Dans un futur très proche, Nadir Hifi aura peut–être l’occasion de défier son mentor, meneur star de la Turquie, sur la scène internationale. Alors qu’il avait le choix entre la sélection algérienne et française, il a récemment opté pour les Bleus. Malheureusement pour lui et alors qu’il aurait vraisemblablement été sélectionné, des soucis administratifs ne lui ont pas permis d’être à la disposition de Vincent Collet lors de la dernière fenêtre internationale, en février.

“Quand j’ai pris ma décision, je n’avais aucune garantie de jouer en équipe de France. Mais je me suis lancé ce challenge-là, clame Nadir Hifi. J’ai enchaîné les performances et Vincent Collet a commencé à me regarder.Il a voulu me sélectionner mais ça n’a pas pu se faire. Ça sera peut-être pour les prochaines fenêtres. Peut-être pas la prochaine Coupe du monde (25 août-10 septembre 2023), mais celle d’après on ne sait pas. Ça peut aller très vite.”

Un avenir toujours indécis

Avant de penser aux prochains matchs des Bleus, cet été à l’occasion de la préparation de la Coupe du monde, Nadir Hifi devra se pencher sur la question de son avenir. Le meneur est encore sous contrat jusqu’en 2024 avec Le Portel, mais sa saison de haut vol en Betclic Elite lui ouvre forcément d’autres perspectives. Si la draft NBA (le 22 juin prochain) est forcément dans un coin de sa tête, il n’a pour l’instant pris aucune décision ferme et définitive quant à son avenir à court terme. Inscription à la draft, signature dans un club qui joue une Coupe d’Europe, dernière année au Portel… aucune option n’a longtemps été écartée. Et n’en déplaise à son coach, il a finalement choisi de se présenter à la draft.

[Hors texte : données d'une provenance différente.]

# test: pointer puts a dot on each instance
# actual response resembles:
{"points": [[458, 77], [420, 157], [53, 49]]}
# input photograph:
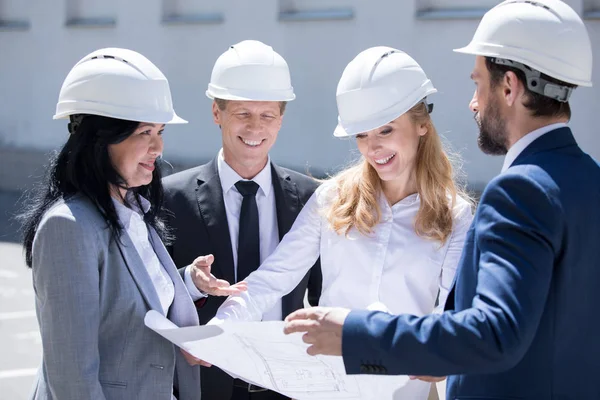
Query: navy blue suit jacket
{"points": [[523, 321]]}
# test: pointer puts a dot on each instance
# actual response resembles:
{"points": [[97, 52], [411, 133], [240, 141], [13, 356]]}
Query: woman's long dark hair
{"points": [[83, 166]]}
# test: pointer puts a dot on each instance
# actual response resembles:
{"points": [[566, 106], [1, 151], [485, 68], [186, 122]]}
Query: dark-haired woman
{"points": [[93, 238]]}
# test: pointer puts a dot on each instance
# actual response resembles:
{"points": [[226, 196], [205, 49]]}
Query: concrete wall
{"points": [[41, 40]]}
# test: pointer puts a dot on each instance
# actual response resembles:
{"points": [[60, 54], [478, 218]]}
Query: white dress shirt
{"points": [[391, 270], [267, 217], [525, 141], [133, 223]]}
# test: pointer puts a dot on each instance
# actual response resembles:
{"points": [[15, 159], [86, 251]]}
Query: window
{"points": [[91, 13], [13, 14], [591, 9], [192, 12], [316, 10], [453, 9]]}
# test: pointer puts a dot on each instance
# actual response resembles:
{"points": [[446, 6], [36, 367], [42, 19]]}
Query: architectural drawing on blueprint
{"points": [[300, 377]]}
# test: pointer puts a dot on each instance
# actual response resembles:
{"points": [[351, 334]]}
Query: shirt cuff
{"points": [[195, 293]]}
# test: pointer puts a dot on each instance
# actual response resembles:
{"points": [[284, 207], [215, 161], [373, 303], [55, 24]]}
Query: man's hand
{"points": [[430, 379], [323, 327], [193, 360], [207, 283]]}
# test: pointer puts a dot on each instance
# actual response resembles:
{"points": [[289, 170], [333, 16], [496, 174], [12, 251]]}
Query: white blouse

“Je prêche pour ma paroisse, mais il a encore un an de contrat chez nous, indique Eric Girard. Peut-être qu’il joue dans une équipe moyenne, OK. Mais il y a une sacrée pression! Il y a plus de pression autour d’une équipe comme la notre (Le Portel est actuellement 13e de Betclic Elite, avec trois victoires d’avance sur le premier relégable à cinq journées de la fin, ndlr) qu’une équipe qui joue la 7e, 8e ou 9e place. Entre louper les playoffs et descendre en Pro B, la pression n’est pas du tout la même. Il a un rôle important. Continuer dans ce contexte là une année supplémentaire pour rebondir ensuite dans un très gros club serait très cohérent. Je pense que former l’équipe autour de lui pour continuer de lui donner ses responsabilités et qu’il prenne encore de l’expérience au plus haut niveau serait la bonne solution. Il ne faut pas brûler les étapes. Certains estimeront que je dis ça car je ne veux pas qu’il parte. Mais Nadir n’a pas 24 ou 25 ans… il a 20 ans.” Et sans doute encore beaucoup de plafonds à exploser.